The time has come for the chief of police in St. Petersburg, Chuck Harmon, to go.
Whether he resigns or he's fired, it makes no difference. The chief's position as the top law enforcement official has been undermined fatally in the recent actions he's taken regarding the homeless in his city.
In the wake of a police sweep through an illegal tent city that produced a YouTube-d video of police slashing the tents with box cutters, Mayor Rick Baker began last week by fobbing off criticism for the decision by saying he was not aware of the action before it was taken.
The St. Petersburg Times pinned the decision to slash on a meeting headed by Harmon and other public safety officials. A police major in that group was credited with the specific box-cutter plan.
Harmon must shoulder the ultimate responsibility for the actions of his officers, who were only doing what they were told and — apparently — are pretty upset with it. And not only St. Pete cops. One person who identified himself/herself only as a Tampa Bay cop on the popular-with-police LEOaffairs.com website wrote, "Are you guys kidding me? You're cutting up the homeless people's tents? Destroying evidence of a supposed crime or just destroying their personal property? Did the chief or staff actually authorize this course of action??? Incredible!"

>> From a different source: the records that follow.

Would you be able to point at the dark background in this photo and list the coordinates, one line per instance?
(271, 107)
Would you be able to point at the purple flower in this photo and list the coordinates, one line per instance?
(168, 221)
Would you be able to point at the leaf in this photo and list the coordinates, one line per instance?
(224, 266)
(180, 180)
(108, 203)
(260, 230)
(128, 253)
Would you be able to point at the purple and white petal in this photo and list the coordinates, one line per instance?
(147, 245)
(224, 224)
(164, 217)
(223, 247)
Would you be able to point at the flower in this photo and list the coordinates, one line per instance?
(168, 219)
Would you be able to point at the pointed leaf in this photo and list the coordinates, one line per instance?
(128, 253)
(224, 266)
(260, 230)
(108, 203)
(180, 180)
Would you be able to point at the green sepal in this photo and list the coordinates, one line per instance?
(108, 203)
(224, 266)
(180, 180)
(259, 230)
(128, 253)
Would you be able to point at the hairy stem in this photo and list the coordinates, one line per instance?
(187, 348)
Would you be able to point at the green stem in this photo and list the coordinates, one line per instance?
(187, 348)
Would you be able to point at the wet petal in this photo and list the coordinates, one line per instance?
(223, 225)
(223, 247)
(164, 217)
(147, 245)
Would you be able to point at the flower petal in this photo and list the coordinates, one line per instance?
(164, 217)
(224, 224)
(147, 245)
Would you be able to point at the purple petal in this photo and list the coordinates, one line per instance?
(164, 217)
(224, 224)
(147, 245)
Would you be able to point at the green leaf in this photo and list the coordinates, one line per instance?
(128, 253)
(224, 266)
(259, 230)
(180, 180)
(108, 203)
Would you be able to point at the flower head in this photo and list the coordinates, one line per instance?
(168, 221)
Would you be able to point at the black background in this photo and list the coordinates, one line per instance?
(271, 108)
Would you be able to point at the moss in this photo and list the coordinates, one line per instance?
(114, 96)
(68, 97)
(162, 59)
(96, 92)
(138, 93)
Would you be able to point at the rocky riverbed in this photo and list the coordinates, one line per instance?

Harmon's tin ear about the problems with chronically low street cop staffing and his disappearance from the public scene whenever a tough crime problem arises had already caused great consternation among St. Pete's neighborhood leaders. On top of that was his weird performance at a civic meeting in December after he announced an end to the community policing program. Harmon addressed the group briefly but refused to take questions, insisting instead on talking one-on-one with anyone who had a gripe.
But now, the box cutters.
How can St. Petersburg residents live with a police chief quoted in the Times as saying:
"In hindsight we didn't discuss the actual property issue, and we probably should have taken that into consideration. I think the perception was not good of how and what we did. I hope there's no need to ever do that again."
Perception?? He hopes his officers won't have to violate people's rights again??? Outrageous.
Later in the week, as criticism reached a crescendo in letters to the editors and on television news reports, Harmon ordered a review of the matter. The officer charged with doing the review: Major Melanie Bevan, who (according to the Times report) came up with the idea in the first place.
Everyone OK with that? Sure.
If Baker is truthful in saying he didn't approve such actions, then those who did must go. Harmon and Bevan should be fired immediately. Others present at the meeting who gave their OK to the slashing should be suspended without pay for a period of time.
Then Baker should commit to a Clearwater-style approach to the homeless problem in his city, bringing together teams of specialists with his police and fire departments to craft tentative solutions to the immediate need. A long-term plan is in place, but the city can't wait for that to arrive.
By the end of the week, Baker had softened his message, according to the Times, and his friends and supporters said he was working behind the scenes for a more humane solution. Meanwhile, the cumulative impact of tent cities, homeless murders, the box-cutter debacle and Internet notoriety was summed up by a question on Fox 13: Is St. Pete the meanest city in the nation?
Even the normally Baker-friendly Times was piling on at the end of the week. Friday's story was headlined, "Fallout lands on Baker." And it looked like the story still had legs. On Fox 13's "The Edge" newscast, St. Petersburg City Councilman Jamie Bennett was asked if the problem was going away. He looked right in the camera and said, "No."